If more mills in the United States processed mass timber products, noted Harris, they could help meet the growing demand for commercial timber construction. It also underscored the environmentally friendly aspects of mass timber as a carbon-neutral alternative to traditional construction methods and tied to another session that day: ESG, or environmental, social and corporate governance as part of an overall investment strategy. 

 

Moderated by Tom Brown, a real estate, hospitality and commercial construction sector leader with EY, the session tackled a topic that recently landed in the news because of its politics—or, lack of it.

 

In reality, said Quinhai Xia, one of the panelists, ESG investing has nothing to do with politics, Rather, it offers additional opportunities for investors and builds in additional benefits, such as sustainability or community impact. Xia is principal at GreenQuest.

 

“The timberland investment industry has embraced ESG values for the last 20-plus years,” said Xia, who was joined by Charlotte Kaiser, head of impact finance for BTG Pactual, and Jennifer Leitsch, the managing director of climate and sustainability services for EY. “Today we have new ESG aspects to consider when optimizing the land portfolio, such as carbon credits and biodiversity credits.”

 

The conference wrapped up with an Orbis Campfire Session focused on the timberland labor market. Moderated by Kim Kean, director of marketing for Orbis, the panel included a range of experts with insights on current and future trends: Bob Izlar, the recently retired founding director of the Harley Langdale Jr. Center for Forest Business; Jeffrey Siegrist, managing partner for recruiter Jeffrey M. Siegrist and Company; Nick DiLuzio, vice president of the Georgia Forestry Association; and Kunal Sinha, who will graduate this spring with his Master of Forest Resources from Warnell.

 

Technology and changes in the industry have affected recruitment into the forest industry, yet the demand for workers continues to grow.

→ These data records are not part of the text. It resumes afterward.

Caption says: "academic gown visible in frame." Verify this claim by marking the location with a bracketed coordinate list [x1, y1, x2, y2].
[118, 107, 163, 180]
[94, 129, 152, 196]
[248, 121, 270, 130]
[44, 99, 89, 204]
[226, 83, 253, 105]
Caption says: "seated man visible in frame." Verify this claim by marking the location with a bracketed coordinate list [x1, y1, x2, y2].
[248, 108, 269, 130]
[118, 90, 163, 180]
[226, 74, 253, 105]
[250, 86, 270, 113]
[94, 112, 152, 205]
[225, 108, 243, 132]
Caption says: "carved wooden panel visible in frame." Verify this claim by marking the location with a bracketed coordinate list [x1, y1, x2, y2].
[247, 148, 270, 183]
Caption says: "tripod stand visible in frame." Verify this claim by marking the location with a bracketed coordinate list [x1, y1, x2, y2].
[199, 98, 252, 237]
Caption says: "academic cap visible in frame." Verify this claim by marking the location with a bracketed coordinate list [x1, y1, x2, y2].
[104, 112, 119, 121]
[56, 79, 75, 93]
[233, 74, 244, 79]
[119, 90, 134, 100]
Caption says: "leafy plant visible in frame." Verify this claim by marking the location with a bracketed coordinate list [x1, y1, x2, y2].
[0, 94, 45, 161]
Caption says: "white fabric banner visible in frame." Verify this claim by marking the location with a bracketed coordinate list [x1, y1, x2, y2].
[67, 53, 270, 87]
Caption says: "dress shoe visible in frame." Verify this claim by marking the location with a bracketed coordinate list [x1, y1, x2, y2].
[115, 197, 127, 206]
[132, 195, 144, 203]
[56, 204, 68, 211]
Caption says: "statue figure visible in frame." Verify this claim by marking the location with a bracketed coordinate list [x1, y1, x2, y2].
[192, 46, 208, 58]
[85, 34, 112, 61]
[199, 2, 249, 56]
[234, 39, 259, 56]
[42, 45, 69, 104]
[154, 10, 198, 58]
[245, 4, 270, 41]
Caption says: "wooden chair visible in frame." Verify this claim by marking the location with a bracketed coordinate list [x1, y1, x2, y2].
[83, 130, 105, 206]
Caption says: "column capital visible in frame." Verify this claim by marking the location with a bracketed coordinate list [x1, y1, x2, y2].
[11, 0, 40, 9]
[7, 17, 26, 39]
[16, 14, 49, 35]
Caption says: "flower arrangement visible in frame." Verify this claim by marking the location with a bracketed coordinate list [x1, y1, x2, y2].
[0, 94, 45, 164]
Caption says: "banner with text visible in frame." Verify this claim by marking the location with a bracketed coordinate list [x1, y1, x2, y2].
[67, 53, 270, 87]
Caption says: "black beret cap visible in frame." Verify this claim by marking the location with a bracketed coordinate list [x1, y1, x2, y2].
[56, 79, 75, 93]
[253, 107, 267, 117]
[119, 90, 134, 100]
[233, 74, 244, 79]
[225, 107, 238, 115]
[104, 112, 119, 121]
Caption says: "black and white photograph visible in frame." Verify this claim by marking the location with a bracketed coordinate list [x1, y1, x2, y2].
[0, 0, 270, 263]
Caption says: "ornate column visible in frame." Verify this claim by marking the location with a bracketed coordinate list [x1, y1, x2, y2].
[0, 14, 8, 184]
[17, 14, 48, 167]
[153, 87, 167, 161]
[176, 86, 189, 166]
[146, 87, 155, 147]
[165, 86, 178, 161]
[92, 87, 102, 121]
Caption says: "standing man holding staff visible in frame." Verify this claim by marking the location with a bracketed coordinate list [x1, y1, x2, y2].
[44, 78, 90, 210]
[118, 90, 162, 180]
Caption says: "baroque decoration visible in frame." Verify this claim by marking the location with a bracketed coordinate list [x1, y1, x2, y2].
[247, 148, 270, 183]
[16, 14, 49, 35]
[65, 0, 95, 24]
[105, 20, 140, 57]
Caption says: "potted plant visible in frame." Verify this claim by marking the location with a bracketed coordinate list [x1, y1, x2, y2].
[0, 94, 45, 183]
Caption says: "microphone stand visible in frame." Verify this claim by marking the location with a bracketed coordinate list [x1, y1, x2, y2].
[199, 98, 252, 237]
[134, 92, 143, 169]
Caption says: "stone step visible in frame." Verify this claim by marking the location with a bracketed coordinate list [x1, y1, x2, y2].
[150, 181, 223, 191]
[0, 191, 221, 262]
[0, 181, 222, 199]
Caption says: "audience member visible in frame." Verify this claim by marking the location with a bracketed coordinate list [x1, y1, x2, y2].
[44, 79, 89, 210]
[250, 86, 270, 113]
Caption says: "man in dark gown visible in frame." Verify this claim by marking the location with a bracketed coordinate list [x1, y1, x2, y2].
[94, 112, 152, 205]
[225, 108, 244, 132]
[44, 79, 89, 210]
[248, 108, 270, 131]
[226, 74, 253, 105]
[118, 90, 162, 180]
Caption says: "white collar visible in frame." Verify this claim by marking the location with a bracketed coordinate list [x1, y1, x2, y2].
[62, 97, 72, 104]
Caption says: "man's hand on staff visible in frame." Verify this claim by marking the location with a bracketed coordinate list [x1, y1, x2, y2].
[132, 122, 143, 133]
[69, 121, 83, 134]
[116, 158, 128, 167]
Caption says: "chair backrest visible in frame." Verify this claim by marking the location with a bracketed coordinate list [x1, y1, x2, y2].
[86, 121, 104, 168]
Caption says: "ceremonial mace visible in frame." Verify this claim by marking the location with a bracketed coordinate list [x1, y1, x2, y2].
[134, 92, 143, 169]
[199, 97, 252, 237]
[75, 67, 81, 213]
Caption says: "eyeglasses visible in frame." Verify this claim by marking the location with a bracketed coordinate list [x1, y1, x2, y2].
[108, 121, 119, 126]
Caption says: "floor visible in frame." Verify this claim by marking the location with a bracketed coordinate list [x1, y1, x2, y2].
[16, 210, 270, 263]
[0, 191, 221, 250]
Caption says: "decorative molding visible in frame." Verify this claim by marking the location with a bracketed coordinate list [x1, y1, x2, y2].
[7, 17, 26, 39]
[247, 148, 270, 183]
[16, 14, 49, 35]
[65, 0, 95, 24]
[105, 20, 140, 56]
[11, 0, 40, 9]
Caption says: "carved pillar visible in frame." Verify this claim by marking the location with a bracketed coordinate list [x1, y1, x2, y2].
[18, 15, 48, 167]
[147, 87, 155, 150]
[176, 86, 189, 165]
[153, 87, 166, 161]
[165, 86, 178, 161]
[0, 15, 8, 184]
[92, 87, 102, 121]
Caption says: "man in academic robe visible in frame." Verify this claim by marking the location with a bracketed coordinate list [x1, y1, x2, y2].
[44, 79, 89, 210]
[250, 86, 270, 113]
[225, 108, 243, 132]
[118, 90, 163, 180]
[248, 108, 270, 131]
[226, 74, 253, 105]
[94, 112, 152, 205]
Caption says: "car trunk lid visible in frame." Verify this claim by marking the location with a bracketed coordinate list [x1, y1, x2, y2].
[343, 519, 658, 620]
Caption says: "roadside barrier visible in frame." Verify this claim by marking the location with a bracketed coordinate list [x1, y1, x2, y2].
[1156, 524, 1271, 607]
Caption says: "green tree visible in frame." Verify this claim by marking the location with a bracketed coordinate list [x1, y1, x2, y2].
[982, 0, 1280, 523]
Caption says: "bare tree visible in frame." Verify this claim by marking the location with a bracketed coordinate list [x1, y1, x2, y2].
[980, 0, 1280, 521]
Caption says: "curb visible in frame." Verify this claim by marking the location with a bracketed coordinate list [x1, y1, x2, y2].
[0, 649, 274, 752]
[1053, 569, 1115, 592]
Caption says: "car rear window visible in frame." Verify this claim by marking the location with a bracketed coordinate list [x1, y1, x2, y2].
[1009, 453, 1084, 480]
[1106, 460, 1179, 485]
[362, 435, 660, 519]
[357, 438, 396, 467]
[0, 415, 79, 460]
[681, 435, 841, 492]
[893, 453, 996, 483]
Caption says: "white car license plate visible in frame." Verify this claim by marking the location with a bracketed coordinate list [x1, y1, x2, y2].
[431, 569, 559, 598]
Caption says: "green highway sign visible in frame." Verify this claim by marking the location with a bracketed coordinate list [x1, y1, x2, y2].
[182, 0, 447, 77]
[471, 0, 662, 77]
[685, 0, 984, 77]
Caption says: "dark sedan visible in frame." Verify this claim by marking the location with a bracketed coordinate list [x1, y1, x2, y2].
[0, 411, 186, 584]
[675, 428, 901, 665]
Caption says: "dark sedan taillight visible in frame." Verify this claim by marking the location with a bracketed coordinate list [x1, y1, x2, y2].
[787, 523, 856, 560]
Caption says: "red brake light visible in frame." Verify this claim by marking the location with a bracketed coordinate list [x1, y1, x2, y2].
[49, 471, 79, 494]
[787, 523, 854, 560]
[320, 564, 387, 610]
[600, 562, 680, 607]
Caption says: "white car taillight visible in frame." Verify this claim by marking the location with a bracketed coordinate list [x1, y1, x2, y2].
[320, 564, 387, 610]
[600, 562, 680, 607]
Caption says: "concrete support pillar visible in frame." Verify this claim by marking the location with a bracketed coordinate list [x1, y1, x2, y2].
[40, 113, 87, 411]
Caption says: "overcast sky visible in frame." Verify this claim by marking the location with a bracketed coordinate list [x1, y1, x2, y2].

Looking to the future, panelists discussed ways to keep that pipeline flowing, whether it’s enticing high school students with a video gaming background to try their hand at moving trees, or considering a slate of benefits for new graduates entering the industry.

 

There are a lot of options for the future of forestry, the panel agreed. But it’s also important to be responsive to the needs of the workforce. For example, said Sinha, company-sponsored student loan forgiveness programs offer tax benefits and also help the current generation of recent college graduates—yet only 8% of companies offer this benefit.

 

“Financial incentives. The cost of everything has gone up, and the wages of yesterday don’t hold up today. You have to be transparent about salaries,” he said. Pool tables and pizza parties aren’t going to attract tomorrow’s workforce. Rather, “we have to prioritize health care, remote work options, paid time off, maternity leave, paternity leave, retirement support, diversity—these are things that matter to people, and we can be on that cutting edge.”